Node:Extended GCD, Next:Jacobi Symbol, Previous:Accelerated GCD, Up:Greatest Common Divisor Algorithms
The extended GCD calculates gcd(a,b) and also cofactors x and
y satisfying a*x+b*y=gcd(a,b). Lehmer's
multi-step improvement of the extended Euclidean algorithm is used. See Knuth
section 4.5.2 algorithm L, and mpn/generic/gcdext.c. This is an
O(N^2) algorithm.
The multipliers at each step are found using single limb calculations for
sizes up to GCDEXT_THRESHOLD, or double limb calculations above that.
The single limb code is faster but doesn't produce full-limb multipliers,
hence not making full use of the mpn_addmul_1 calls.
When a CPU has a data-dependent multiplier, meaning one which is faster on
operands with fewer bits, the extra work in the double-limb calculation might
only save some looping overheads, leading to a large GCDEXT_THRESHOLD.
Currently the single limb calculation doesn't optimize for the small quotients
that often occur, and this can lead to unusually low values of
GCDEXT_THRESHOLD, depending on the CPU.
An analysis of double-limb calculations can be found in "A Double-Digit Lehmer-Euclid Algorithm" by Jebelean (see References). The code in GMP was developed independently.

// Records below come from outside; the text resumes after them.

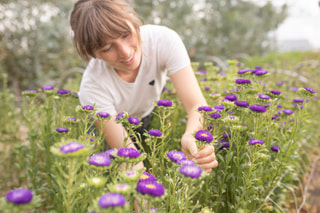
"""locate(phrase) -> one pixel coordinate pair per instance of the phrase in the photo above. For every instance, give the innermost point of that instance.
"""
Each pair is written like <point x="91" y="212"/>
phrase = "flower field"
<point x="262" y="120"/>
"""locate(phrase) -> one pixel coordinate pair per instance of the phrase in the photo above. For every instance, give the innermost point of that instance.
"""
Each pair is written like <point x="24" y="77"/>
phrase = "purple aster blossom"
<point x="264" y="97"/>
<point x="145" y="176"/>
<point x="153" y="189"/>
<point x="103" y="114"/>
<point x="191" y="171"/>
<point x="261" y="72"/>
<point x="258" y="108"/>
<point x="71" y="147"/>
<point x="119" y="116"/>
<point x="231" y="97"/>
<point x="215" y="115"/>
<point x="128" y="152"/>
<point x="183" y="120"/>
<point x="72" y="119"/>
<point x="241" y="104"/>
<point x="253" y="141"/>
<point x="30" y="93"/>
<point x="176" y="155"/>
<point x="287" y="111"/>
<point x="63" y="92"/>
<point x="111" y="153"/>
<point x="297" y="100"/>
<point x="165" y="103"/>
<point x="243" y="81"/>
<point x="99" y="160"/>
<point x="155" y="132"/>
<point x="19" y="196"/>
<point x="219" y="108"/>
<point x="275" y="92"/>
<point x="226" y="135"/>
<point x="258" y="67"/>
<point x="244" y="71"/>
<point x="205" y="109"/>
<point x="201" y="72"/>
<point x="185" y="161"/>
<point x="275" y="148"/>
<point x="204" y="136"/>
<point x="223" y="144"/>
<point x="48" y="87"/>
<point x="88" y="107"/>
<point x="111" y="200"/>
<point x="134" y="120"/>
<point x="62" y="129"/>
<point x="309" y="90"/>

It should be noted that when a double limb calculation is used, it's used for the whole of that GCD, it doesn't fall back to single limb part way through. This is because as the algorithm proceeds, the inputs a and b are reduced, but the cofactors x and y grow, so the multipliers at each step are applied to a roughly constant total number of limbs.